Discovery-Inspection of Documents-Privilege Alternative Claim.Appeal from Hawkins, J., in chambers, dismissing plaintiff's appeal from an order of the district registrar refusing inspection of certain documents. An action for possession of certain property in Birmingham was brought by plaintiff against defendants, as executors of the widow of J. Ryland, the plaintiff's younger brother, who died in 1867, his widow keeping possession under an alleged will, as to which the plaintiff asserted that the widow stated to him that its provisions constituted her tenant for life with reversions to plaintiff and others. Thereupon the plaintiff did not make any claim till the widow's death, when his claim was alternative-as heir-at-law or reversioner under the alleged will. The defendants contended that: (1) the plaintiff was barred by the Statute of Limitations; (2) that the widow as devisee in fee, and not as life tenant under her husband's will, had devised the property to other parties. The plaintiff replied that the statute did not run by reason of the widow's fraud respecting the contents of the will. On plaintiff's application for inspection of the copy of T. Ryland's will disclosed in defendants' first affidavit of documents, privilege was claimed for it, and a further affidavit was made by defendants substantially in the form approved of in Minet v. Morgan (28 L. T. Rep. N. S. 573; 8 Ch. App. 361). The plaintiff contended that, notwithstanding the second affidavit, the first and the pleadings showed that the copy of the will supported the plaintiff's case, either by establishing his title as reversioner or supporting his allegation of fraud. The defendants contended that, as the plaintiff could only succeed by the strength of his own title, and as their defence had disclosed the provisions of the will, inspection could not help him; for (1) if the will constituted the widow owner in fee it could not avail him as regards fraud, for he would have no better; and (2) if he were heir-at-law production of a copy of the will could not avail to prove his brother's intestacy: Minet v. Morgan (ubi sup.) and Attorney-General v. Emerson (48 L. T. Rep. N. S. 18; 10 Q. B. Div. 191) referred to: (Ryland v. Hipkiss and another. Q. B. Div.: Wills and Grantham, JJ. May 23.)-Counsel: for plaintiff, Leslie; for defendants, T. Willes; Chitty. Solicitors: for plaintiff, Goldberg and Langdon; for defendants, Sharpe, Parkers, Pritchard, and Sharpe.

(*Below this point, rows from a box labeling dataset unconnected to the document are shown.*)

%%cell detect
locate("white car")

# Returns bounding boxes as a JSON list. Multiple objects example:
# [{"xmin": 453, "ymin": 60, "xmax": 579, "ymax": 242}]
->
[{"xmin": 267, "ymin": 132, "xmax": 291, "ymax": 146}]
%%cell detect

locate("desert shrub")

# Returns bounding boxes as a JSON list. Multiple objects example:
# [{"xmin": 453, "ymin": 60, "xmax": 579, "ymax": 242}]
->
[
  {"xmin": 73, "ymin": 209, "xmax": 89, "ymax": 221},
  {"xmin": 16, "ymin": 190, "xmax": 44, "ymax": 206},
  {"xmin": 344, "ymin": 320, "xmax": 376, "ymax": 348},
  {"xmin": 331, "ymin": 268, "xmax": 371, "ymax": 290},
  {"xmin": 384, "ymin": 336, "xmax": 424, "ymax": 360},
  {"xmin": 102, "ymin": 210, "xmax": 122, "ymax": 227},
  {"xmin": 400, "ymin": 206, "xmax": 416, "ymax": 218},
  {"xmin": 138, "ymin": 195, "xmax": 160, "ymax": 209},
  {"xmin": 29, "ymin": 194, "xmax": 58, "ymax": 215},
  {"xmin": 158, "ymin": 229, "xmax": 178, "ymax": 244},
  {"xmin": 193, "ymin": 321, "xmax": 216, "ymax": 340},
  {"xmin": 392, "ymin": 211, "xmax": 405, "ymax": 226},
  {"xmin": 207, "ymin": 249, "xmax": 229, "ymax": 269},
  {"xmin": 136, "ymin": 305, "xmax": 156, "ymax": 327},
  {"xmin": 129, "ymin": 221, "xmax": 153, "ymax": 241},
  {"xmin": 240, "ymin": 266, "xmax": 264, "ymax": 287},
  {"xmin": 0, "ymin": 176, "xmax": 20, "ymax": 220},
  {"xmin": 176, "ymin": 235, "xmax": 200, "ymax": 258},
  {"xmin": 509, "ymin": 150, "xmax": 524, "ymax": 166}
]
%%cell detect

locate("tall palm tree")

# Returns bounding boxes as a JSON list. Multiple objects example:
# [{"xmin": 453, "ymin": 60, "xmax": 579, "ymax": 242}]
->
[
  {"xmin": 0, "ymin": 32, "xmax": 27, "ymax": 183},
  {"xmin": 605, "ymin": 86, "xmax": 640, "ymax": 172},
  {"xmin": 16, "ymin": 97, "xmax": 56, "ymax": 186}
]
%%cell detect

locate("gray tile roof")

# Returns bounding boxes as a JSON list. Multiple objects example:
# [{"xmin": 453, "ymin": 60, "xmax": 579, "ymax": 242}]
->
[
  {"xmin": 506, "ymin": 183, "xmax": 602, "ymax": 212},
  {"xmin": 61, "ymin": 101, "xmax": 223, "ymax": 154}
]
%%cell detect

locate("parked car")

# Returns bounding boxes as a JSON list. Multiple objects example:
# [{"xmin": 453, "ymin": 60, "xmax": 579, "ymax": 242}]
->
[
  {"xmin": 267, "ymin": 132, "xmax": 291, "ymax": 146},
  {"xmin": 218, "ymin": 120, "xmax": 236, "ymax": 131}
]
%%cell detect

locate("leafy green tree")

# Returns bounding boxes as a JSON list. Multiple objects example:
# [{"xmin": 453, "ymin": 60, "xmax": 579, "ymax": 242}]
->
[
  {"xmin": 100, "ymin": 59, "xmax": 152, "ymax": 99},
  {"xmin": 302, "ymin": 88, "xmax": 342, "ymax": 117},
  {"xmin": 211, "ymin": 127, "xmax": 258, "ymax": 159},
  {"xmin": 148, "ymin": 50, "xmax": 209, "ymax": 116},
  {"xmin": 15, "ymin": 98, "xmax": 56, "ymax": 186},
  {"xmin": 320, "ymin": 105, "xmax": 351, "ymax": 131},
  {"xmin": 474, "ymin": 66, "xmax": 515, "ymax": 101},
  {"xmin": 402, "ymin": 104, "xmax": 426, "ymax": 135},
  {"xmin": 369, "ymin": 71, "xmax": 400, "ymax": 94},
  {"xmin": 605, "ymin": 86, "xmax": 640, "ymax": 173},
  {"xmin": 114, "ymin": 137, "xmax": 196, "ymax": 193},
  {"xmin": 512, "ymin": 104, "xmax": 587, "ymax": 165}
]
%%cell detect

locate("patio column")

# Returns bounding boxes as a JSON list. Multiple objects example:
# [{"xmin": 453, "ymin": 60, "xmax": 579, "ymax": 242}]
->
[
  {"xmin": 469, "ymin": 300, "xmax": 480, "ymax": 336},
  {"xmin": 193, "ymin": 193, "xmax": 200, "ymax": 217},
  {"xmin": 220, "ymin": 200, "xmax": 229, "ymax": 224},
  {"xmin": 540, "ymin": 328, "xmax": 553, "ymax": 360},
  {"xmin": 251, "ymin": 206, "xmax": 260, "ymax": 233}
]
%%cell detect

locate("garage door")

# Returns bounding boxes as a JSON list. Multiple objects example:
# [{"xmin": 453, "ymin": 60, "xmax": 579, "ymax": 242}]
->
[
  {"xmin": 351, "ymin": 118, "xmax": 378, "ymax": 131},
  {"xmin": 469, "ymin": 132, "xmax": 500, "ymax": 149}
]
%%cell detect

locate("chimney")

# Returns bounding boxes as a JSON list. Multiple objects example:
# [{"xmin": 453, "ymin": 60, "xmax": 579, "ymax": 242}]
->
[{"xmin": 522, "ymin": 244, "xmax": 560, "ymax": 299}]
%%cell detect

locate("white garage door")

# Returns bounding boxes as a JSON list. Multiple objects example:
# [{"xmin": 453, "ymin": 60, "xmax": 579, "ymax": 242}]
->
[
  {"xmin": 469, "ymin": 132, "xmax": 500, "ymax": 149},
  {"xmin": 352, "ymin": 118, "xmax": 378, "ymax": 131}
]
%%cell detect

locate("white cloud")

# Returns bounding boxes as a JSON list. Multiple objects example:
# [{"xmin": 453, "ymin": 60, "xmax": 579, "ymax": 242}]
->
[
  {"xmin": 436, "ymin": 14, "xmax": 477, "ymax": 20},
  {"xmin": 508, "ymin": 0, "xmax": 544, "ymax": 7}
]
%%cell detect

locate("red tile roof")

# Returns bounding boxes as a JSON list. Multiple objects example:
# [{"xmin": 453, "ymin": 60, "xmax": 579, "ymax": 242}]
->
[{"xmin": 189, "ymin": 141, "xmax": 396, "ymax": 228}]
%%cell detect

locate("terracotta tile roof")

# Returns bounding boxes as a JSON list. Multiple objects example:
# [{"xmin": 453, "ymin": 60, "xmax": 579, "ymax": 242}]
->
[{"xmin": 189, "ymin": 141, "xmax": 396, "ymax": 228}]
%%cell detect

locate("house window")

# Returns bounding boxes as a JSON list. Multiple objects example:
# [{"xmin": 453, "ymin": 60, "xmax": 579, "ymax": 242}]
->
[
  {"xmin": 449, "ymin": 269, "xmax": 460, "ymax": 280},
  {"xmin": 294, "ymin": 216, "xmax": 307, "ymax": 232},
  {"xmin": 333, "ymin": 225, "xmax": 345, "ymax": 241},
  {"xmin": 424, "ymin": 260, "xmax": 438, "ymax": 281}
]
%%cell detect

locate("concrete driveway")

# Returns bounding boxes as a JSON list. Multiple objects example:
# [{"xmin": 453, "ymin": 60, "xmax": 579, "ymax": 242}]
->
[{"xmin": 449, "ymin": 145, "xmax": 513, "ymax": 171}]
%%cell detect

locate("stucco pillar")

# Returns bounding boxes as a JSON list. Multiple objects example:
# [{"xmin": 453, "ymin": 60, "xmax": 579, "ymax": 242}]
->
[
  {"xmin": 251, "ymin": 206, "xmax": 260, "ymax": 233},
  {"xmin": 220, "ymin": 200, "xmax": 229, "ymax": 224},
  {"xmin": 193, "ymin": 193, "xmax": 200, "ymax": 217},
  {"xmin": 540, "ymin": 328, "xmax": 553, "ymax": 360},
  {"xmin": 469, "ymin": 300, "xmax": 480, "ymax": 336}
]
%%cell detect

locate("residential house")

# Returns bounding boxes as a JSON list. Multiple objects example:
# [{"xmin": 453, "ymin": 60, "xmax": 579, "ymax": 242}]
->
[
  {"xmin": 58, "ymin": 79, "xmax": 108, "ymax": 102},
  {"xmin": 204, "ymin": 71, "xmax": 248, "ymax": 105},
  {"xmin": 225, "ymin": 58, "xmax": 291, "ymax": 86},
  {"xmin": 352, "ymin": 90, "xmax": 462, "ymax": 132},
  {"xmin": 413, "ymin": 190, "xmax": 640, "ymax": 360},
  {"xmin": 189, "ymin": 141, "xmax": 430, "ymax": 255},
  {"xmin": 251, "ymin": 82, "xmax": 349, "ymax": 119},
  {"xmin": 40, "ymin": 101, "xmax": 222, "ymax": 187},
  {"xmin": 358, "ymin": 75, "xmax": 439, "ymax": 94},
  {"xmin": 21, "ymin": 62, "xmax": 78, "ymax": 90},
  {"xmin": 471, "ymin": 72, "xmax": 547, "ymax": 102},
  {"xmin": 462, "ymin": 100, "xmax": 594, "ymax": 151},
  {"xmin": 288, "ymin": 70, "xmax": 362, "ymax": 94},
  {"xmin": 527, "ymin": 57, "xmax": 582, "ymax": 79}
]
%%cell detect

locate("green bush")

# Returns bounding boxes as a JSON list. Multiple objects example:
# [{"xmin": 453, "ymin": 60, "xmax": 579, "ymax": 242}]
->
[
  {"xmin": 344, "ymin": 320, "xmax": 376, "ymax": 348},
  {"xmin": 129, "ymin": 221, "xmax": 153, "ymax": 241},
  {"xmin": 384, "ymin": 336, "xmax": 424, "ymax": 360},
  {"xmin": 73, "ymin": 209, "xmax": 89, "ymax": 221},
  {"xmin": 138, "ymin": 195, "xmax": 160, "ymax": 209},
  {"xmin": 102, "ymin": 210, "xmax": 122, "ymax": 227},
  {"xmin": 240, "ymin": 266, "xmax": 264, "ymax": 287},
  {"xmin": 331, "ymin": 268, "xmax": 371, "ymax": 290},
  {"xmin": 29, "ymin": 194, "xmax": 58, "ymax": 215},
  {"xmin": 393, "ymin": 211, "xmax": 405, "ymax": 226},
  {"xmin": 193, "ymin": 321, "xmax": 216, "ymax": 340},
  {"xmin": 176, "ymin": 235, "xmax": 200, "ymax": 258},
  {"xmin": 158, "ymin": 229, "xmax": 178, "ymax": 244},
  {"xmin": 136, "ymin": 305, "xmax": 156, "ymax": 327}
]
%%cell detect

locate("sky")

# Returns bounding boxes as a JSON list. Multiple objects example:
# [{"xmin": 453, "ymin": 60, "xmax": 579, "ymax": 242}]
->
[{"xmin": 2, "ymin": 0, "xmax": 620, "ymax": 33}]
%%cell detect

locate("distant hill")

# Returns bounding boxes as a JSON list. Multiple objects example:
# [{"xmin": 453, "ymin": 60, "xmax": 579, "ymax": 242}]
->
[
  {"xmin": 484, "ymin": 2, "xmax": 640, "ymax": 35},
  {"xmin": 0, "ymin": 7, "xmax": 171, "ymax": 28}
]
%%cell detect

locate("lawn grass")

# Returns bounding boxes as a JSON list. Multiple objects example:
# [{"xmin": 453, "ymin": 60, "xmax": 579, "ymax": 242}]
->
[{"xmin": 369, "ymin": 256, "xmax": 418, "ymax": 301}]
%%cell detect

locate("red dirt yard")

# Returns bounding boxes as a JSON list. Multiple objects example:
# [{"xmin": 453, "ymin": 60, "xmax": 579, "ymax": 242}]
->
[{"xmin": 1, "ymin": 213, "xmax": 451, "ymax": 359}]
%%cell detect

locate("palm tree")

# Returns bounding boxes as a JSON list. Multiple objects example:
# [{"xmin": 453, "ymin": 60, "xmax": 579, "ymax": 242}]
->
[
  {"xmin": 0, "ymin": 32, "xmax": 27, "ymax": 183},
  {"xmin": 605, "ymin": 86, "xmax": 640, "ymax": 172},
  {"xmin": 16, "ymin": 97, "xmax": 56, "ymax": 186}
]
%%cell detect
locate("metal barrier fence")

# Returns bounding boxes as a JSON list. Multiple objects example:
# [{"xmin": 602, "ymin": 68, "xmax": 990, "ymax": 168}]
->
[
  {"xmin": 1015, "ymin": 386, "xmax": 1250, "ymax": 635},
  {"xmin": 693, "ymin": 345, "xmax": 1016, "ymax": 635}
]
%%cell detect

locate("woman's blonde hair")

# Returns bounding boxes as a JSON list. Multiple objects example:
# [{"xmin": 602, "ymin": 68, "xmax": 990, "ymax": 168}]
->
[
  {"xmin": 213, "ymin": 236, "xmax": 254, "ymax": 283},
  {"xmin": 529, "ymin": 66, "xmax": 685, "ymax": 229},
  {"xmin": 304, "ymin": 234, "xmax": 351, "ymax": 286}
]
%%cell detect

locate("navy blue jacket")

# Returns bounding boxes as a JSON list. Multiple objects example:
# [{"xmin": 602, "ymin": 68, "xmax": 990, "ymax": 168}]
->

Discovery-Interrogatories-Deposit-When Deposit may be dispensed with-Order XXXI., r. 25. This was an appeal from a decision of Hawkins, J., in chambers, allowing an appeal from an order of Master Archibald made under Order XXXI., r. 25, dispensing with the deposits payable under rule 26 of the same order. The action was for the sum of £1032, arrears of income under an agreement made in 1874. The application to the master was made on the ground of the poverty of the plaintiff, and the affidavits in support of the application accounted for the delay in prosecuting the action on the ground of the extreme poverty of the plaintiffs. A previous action had been delayed by the same cause, and was subsequently consolidated with the present one. Second Sheet.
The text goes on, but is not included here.